Undoubtedly feeling optimistic and purposeful, the frugal church-goer had taken precautions not to flaunt her money, but she likely felt no fear. She had lived in Sherman, Texas — then a town of about 20,000 folks 65 miles north of Dallas — all her adult life.
Nancy Orleana Harrell was born in the summer of 1865 in Howe, Texas, just 10 miles south of Sherman. Her Kentucky-born parents — David Jackson Harrell and Narcissa Ellen Poindexter — started their family in Missouri, from which Nancy’s adventurous father twice launched himself, first to California, then to Texas.
A descendant’s account of his expedition to California reveals an intriguing connection between him and the daughter who would go missing decades later:
…David Jackson Harrell went to California and found all the gold he could bring home and $10,000 in money. He wanted this to give to his grandchildren. He had so much gold that he stuffed it in his shirt pockets and pants as well as in a money belt worn around his waist. He was afraid to travel home to Joplin over land so he came back by way of boat around Cape Horn.
That stake financed the Harrell family’s move to north Texas in the early 1860s. The homesteaders — including wife Narcissa and two children — arrived in a covered wagon. Harrell built a stout log cabin 11 miles southeast of Sherman in White Mound, then a thriving settlement that declined after the railroad bypassed it in the 1880s.
Narcissa Poindexter may have recognized in David Jackson Harrell the same restlessness that characterized her father, Micajah “Cage” Poindexter, a farmer, Confederate soldier and Texas Ranger who married five women and fathered 16 children. Narcissa’s mother, the second of Cage’s wives, died when the girl was 15.

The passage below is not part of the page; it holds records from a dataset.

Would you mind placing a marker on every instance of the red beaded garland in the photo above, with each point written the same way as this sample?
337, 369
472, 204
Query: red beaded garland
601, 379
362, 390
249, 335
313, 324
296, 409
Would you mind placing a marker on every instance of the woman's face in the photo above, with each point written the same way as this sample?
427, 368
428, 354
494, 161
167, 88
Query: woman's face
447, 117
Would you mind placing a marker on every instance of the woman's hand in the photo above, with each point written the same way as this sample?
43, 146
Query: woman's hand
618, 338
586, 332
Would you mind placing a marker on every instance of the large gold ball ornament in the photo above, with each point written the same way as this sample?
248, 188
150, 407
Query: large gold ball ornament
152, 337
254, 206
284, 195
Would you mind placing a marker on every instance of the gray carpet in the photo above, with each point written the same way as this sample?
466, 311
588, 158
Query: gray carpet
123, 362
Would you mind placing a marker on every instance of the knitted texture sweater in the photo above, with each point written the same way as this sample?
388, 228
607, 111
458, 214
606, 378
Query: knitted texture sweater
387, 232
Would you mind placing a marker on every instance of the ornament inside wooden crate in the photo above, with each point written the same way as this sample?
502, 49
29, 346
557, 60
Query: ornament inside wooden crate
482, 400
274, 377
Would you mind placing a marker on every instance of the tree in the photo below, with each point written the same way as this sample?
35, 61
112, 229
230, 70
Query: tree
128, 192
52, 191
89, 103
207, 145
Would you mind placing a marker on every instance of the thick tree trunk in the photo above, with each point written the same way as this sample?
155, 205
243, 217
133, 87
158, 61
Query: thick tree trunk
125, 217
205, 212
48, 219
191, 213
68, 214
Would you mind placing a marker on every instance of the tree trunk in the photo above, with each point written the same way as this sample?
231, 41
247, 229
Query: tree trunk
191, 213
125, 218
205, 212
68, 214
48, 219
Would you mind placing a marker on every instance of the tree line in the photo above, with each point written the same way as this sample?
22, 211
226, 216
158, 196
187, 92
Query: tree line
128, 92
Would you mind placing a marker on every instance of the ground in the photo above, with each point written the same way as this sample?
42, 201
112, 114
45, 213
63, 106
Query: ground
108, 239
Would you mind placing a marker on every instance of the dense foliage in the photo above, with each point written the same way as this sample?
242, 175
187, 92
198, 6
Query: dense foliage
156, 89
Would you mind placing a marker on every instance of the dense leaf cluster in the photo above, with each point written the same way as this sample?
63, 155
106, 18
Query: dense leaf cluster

A dozen years later, Narcissa was herself a mother of four. While her husband was away on one of his frequent trips to Missouri, she contracted typhoid fever. Worried that Harrell wouldn’t return home safely, she called her twin brothers, then only 16, to her bedside and asked them to raise her children.
Two weeks after Narcissa’s death at 26, Harrell returned and learned of his loss. He’s said to have walked the floor at night, inconsolable; he never courted nor remarried. Rather than find a stepmother for his young children, he chose to raise them — and his teen-aged brothers-in-law — on his own. The Harrell siblings were young: Mary Jane, 8; David, 6; Nancy Orleana, 3; and Willis, 1.
It may be a measure of their bond that the siblings stayed close to home after their father’s death in 1900. Even David, or “Big Bub” — a successful Panhandle cattleman with 25,600 acres and homes in both Claude and Lark — maintained a Sherman residence until 1930. All had long-lasting marriages and lived to see their 70s and 80s.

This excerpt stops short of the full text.